You are viewing a plain text version of this content. The canonical link for it is here.
Posted to user@spark.apache.org by Diana Carroll <dc...@cloudera.com> on 2014/03/27 16:02:58 UTC

spark streaming and the spark shell

I'm working with spark streaming using spark-shell, and hoping folks could
answer a few questions I have.

I'm doing WordCount on a socket stream:

import org.apache.spark.streaming.StreamingContext
import org.apache.spark.streaming.StreamingContext._
import org.apache.spark.streaming.Seconds
var ssc = new StreamingContext(sc,Seconds(5))
var mystream = ssc.socketTextStream("localhost",4444)
var words = mystream.flatMap(line => line.split(" "))
var wordCounts = words.map(x => (x, 1)).reduceByKey((x,y) => x+y)
wordCounts.print()
ssc.start()



1.  I'm assuming that using spark shell is an edge case, and that spark
streaming is really intended mostly for batch use.  True?

2.   I notice that once I start ssc.start(), my stream starts processing
and continues indefinitely...even if I close the socket on the server end
(I'm using unix command "nc" to mimic a server as explained in the
streaming programming guide .)  Can I tell my stream to detect if it's lost
a connection and therefore stop executing?  (Or even better, to attempt to
re-establish the connection?)

3.  I tried entering ssc.stop which resulted in an error:

Exception in thread "Thread-43" org.apache.spark.SparkException: Job
cancelled because SparkContext was shut down
14/03/27 07:36:13 ERROR ConnectionManager: Corresponding
SendingConnectionManagerId not found

But it did stop the DStream execution.

4.  Then I tried restarting the ssc again (ssc.start) and got another error:
org.apache.spark.SparkException: JobScheduler already started
Is restarting an ssc supported?

5.  When I perform an operation like wordCounts.print(), that operation
will execution on each batch, ever n seconds.  Is there a way I can undo
that operation?  That is, I want it to *stop* executing that print ever n
seconds...without having to stop the stream.

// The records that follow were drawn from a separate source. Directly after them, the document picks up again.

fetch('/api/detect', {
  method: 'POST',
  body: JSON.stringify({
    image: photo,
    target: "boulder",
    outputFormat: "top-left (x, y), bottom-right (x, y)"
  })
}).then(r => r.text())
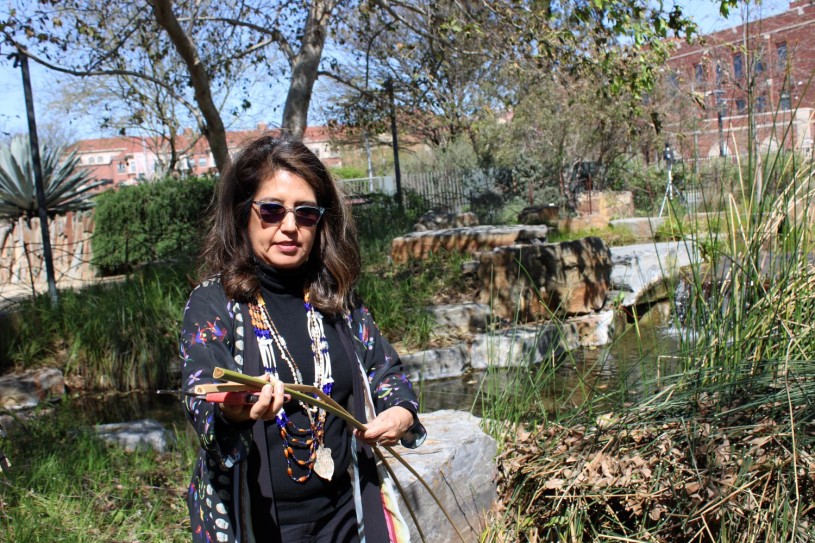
top-left (399, 344), bottom-right (470, 383)
top-left (610, 217), bottom-right (668, 240)
top-left (391, 225), bottom-right (548, 264)
top-left (386, 410), bottom-right (497, 543)
top-left (426, 302), bottom-right (490, 337)
top-left (413, 211), bottom-right (478, 232)
top-left (0, 368), bottom-right (65, 409)
top-left (478, 237), bottom-right (611, 322)
top-left (470, 323), bottom-right (579, 370)
top-left (96, 419), bottom-right (171, 452)
top-left (518, 205), bottom-right (560, 227)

What I'm really asking is...can I explore DStreams interactively the way I
can explore my data in regular Spark.  In regular Spark, I might perform
various operations on an RDD to see what happens.  So at first, I might
have used "split(" ") to tokenize my input text, but now I want to try
using split(",") instead, after the stream has already started running.
 Can I do that?

I did find out that if add a new operation to an existing dstream (say,
words.print()) *after *the ssc.start it works. It *will* add the second
print() call to the execution list every n seconds.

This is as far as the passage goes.